THE WRITING ON GOD'S HANDS
'Behold! I have graven thee upon the palms of My hands; thy walls are continually before Me.'—ISAIAH xlix. 16.
In the preceding context we have the infinitely tender and beautiful words: 'Zion hath said, The Lord hath forsaken me. Can a woman forget her sucking child? … yea, they may forget, yet will I not forget thee.' There is more than a mother's love in the Father's heart. But wonderful in their revelation of God, and mighty to strengthen, calm, and comfort, as these transcendent words are, those of my text, which follow them, do not fall beneath their loftiness. They are a singularly bold metaphor, drawn from the strange and half-savage custom, which lingers still among sailors and others, of having beloved names or other tokens of affection and remembrance indelibly inscribed on parts of the body. Sometimes worshippers had the marks of the god thus set on their flesh; here God writes on His hands the name of the city of His worshippers. And it is not its name only, but its very likeness that He stamps there, that He may ever look on it, as those who love bear with them a picture of one dear face. The prophecy goes on: 'Thy walls are continually before Me,' but in the prophet's time the walls were in ruins, and yet they are present to the divine mind.
I. Now, the first thought suggested by these great words is that here we have set forth for our strength and peace a divine remembrance, tender as—yea, more tender than—a mother's.
When Israel came out of Egypt, the Passover was instituted as 'a memorial unto all generations,' or, as the same idea is otherwise expressed, 'it shall be for a sign unto thee upon thine hand.' Here God represents Himself as doing for Israel what He had bid Israel do for Him. They were, as it were, to write the supreme act of deliverance in the Exodus upon their hands, that it might never be forgotten. He writes Zion on His hands for the same purpose.
Now, of course, the text does not primarily refer to individuals, but to the community, whether Zion is understood, as the prophet understood the name, to be ancient Israel, or as the Christian Church. But the recognition of that fact should not be allowed to rob us of the preciousness of this text in its bearing on the individual. For God remembers the community, not as an abstraction or a generalised expression, but as the aggregate of all the individuals composing it. We lose sight of the particulars when we generalise. We cannot see the trees for the wood. We think of 'the Church,' and do not think of the thousands of men and women who make it up. We cannot discern the separate stars in the galaxy. But God's eye resolves what to us is a nebula, and to Him every single glittering point of light hangs rounded and separate in the heaven. Therefore this assurance of our text is to be taken by every single soul that loves God, and trusts Him through Jesus Christ, as belonging to it, as though there were not another creature on earth but itself.
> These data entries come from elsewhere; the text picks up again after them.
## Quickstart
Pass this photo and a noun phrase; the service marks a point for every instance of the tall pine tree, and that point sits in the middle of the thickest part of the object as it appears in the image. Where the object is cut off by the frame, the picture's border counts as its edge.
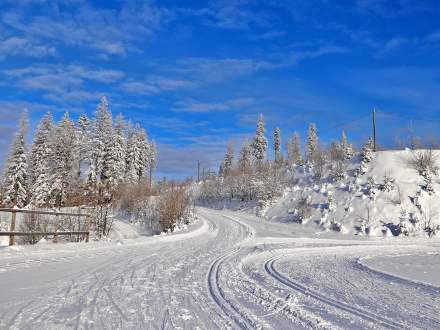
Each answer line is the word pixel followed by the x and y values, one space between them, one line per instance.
pixel 40 162
pixel 16 173
pixel 259 145
pixel 277 146
pixel 312 143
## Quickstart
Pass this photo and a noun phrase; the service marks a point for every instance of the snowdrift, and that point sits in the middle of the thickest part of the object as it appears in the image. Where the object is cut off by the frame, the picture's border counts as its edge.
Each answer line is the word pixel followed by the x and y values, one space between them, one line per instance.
pixel 386 196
'The sun whose beams most glorious are,
Disdaineth no beholder.'
Its light floods the world, yet seems to go straight into the eyeball of every man that looks at it. And such is the divine love and remembrance. There is no jostling nor confusion in the wide space of the heart of God. They that go before shall not hinder them that come after. The hungry crowd sat down in companies on the green grass, and the first fifty, no doubt, were envied by the last of the hundred fifties that made up the five thousand, and wondered whether the five loaves and the two small fishes could go round, but the last fed full as did the first. The great promise of our text belongs to me and thee, and therefore belongs to us all.